Fig. 4. Depletion of Drp1 in APC-derived tumor organoids increases glycogen storage.

A Apc^f/f/Vil-Cre^ERT2 (Apc) and Apc^f/f/Drp1^f/f/Vil-Cre^ERT2 (Apc/Drp1-KO) organoids were cultured in 3D Matrigel for 4 days. Cell lysates from organoids were analyzed for the levels of Drp1, Gys1, p-Acc, total Acc, p-Ampk, total Ampk and β-actin using western blot. B–D Representative western blots as shown in (A) were quantified to determine the expression Gys1, p-Ampk and p-Acc.
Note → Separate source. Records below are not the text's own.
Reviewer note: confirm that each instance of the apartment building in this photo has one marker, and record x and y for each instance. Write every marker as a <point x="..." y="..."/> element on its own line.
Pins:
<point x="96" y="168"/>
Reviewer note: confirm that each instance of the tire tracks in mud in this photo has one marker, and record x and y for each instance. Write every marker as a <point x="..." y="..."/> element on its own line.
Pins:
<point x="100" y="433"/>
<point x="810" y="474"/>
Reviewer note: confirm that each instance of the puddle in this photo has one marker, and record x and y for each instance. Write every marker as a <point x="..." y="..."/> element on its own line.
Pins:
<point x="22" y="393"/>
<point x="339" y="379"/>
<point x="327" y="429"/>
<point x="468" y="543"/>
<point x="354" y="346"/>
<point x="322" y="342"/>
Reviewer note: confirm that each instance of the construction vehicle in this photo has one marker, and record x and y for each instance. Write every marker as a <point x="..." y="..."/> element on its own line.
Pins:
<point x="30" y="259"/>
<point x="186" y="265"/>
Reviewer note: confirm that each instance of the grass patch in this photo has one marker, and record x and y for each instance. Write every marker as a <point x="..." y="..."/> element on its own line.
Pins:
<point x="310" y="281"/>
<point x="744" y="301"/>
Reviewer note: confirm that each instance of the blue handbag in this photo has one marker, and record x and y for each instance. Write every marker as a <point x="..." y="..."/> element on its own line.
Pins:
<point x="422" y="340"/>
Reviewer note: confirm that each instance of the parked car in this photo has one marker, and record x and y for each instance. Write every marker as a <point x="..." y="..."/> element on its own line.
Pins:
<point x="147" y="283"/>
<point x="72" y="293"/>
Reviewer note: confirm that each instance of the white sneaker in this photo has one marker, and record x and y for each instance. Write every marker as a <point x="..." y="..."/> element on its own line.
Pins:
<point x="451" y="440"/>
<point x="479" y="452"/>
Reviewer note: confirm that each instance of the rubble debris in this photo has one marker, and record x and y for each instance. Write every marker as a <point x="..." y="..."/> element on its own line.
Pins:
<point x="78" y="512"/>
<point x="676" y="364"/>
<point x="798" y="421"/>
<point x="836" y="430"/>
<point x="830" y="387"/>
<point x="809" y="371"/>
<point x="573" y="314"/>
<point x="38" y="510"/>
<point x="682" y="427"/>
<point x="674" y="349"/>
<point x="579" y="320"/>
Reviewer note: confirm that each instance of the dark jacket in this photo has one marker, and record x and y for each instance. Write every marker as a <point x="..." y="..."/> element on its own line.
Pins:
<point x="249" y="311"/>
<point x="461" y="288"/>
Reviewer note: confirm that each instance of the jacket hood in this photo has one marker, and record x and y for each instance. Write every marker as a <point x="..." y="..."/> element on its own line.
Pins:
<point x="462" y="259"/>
The relative expression levels of Gys1 were obtained by normalizing Gys1 to β-actin (B), whereas the phosphorylation levels of Ampk and Acc were determined by normalizing p-Ampk and p-Acc to that of total AMPK and Acc, respectively (C, D). Data were presented as mean ± SD (n = 4, *p < 0.05, **p < 0.01 and ***p < 0.001). E The relative expression of Gys1 mRNA was determined using RT-qPCR in Apc and Apc/Drp1-KO organoids. Data were presented as mean ± SD (n = 6, *p < 0.05). F Representative confocal images were obtained from Apc and Apc/Drp1-KO organoids stained with the anti-glycogen antibody. Scale Bar, 20 μm. G The relative fluorescence intensity of the glycogen staining was quantified using ImageJ fluorescence analyzer. Data were presented as mean ± SD (n = 20, *p < 0.05). H Apc and Apc/Drp1-KO organoids cultured in 3D Matrigel for 3 days were labeled with EdU to mark proliferating cells. EdU positive cells were visualized using Click-it EdU Alexa 594. I The percentage of EdU positive cells were quantified in Apc and Apc/Drp1-KO organoids. Data were presented as mean ± SD (n = 30, ****p < 0.0001). J The relative cell growth of Apc and Apc/Drp1-KO organoids were quantified using the CellTiter-Glo 3D Luminescent Cell Viability Assay Kit. The luminescence signals were normalized to the number of organoids formed. Data were presented as mean ± SD (n = 6, **p < 0.01).